Le Paris Saint-Germain a bouclé son année 2025 de manière héroïque en remportant la Coupe Intercontinentale face à Flamengo au Qatar. Si le trophée est désormais dans la vitrine, les coulisses de cette finale révèlent une tension extrême, jusque dans les plus hautes sphères du club.
Une finale au bout du suspense face à Flamengo
Ce n’était pas une simple formalité. Loin de là. Face à un Flamengo décomplexé et porté par la ferveur brésilienne, nos Rouge & Bleu ont dû puiser dans leurs retranchements. Si le dénouement s’est joué lors d’une séance de tirs au but irrespirable, le contenu du match a laissé des traces. Selon les informations rapportées par le média brésilien Globo, le président du club carioca, Bap, a partagé un échange surprenant avec l’Émir du Qatar, Tamim ben Hamad Al-Thani.
Propriétaire du club et premier supporter du PSG, l’Émir a confessé avoir traversé un véritable ascenseur émotionnel durant la rencontre. « J’ai commencé très confiant… puis de moins en moins. Pendant une grande partie du match, j’ai été très inquiet », aurait-il admis. Un aveu de faiblesse ? Non, plutôt la preuve que le Paris Saint-Germain dispute désormais des compétitions où l’intensité est mondiale.
Matvey Safonov, le héros d’un Émir « nerveux »
La séance de tirs au but, souvent qualifiée de loterie, a été un calvaire pour les nerfs de la direction parisienne. Malgré la performance XXL de Matvey Safonov, auteur de quatre arrêts monumentaux, le doute a habité l’Émir jusqu’au bout : « Aux penalties, j’étais tellement nerveux que je n’ai même pas pu profiter ».
Cet échange souligne également le respect mutuel entre les deux institutions.
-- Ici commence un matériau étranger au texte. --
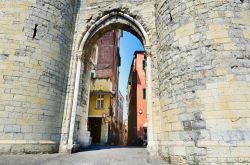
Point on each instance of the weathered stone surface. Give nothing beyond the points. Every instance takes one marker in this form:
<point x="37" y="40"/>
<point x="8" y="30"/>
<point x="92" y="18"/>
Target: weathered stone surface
<point x="199" y="68"/>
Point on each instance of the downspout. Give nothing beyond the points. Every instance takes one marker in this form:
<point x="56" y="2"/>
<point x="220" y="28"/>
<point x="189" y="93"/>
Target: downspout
<point x="75" y="99"/>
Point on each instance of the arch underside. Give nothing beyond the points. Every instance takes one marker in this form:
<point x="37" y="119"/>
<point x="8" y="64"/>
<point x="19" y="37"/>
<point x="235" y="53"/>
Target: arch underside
<point x="115" y="20"/>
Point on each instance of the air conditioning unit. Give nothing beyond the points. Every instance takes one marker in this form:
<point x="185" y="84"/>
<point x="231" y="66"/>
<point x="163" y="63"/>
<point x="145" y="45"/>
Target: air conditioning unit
<point x="93" y="74"/>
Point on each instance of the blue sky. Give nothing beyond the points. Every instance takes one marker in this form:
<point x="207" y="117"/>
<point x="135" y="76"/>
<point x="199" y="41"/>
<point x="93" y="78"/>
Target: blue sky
<point x="128" y="45"/>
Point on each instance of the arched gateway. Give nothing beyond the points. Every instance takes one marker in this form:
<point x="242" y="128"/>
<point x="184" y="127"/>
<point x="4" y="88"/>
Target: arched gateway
<point x="197" y="74"/>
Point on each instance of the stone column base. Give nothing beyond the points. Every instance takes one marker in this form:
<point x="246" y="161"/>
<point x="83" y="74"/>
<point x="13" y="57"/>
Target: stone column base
<point x="28" y="146"/>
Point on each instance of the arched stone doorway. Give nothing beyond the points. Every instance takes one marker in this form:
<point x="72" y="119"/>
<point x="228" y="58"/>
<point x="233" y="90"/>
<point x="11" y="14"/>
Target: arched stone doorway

L’Émir aurait d’ailleurs salué la performance de Flamengo en soulignant que leur investissement, bien inférieur à celui du club de la capitale, n’avait pas empêché les Brésiliens de regarder Paris dans les yeux.
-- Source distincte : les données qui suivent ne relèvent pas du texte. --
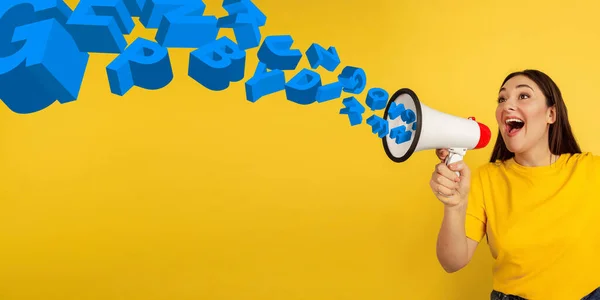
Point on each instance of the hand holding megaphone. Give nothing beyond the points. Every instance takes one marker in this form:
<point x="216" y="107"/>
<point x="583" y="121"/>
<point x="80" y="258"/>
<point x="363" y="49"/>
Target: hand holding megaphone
<point x="450" y="182"/>
<point x="414" y="127"/>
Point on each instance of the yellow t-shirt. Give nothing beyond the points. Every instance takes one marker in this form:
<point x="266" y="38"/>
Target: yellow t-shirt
<point x="542" y="225"/>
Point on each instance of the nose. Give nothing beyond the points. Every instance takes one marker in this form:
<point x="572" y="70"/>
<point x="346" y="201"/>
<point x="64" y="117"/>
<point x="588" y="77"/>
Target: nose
<point x="509" y="105"/>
Un sextuplé historique pour l’histoire
Au-delà de la peur, c’est la solidité mentale qui ressort de ce périple à Doha. Sous les ordres de Luis Enrique, les Parisiens ont prouvé qu’ils savaient souffrir. Ce titre ne vient pas seul : il vient sceller un sextuplé historique, prouvant que ce PSG version 2025 a appris à gagner même quand la maîtrise lui échappe.
Si Flamengo sort grandi de cette confrontation, le Paris Saint-Germain, lui, s’affirme comme un ogre mondial capable de résister à toutes les pressions. Un message fort envoyé à l’Europe avant la reprise de la Champions League.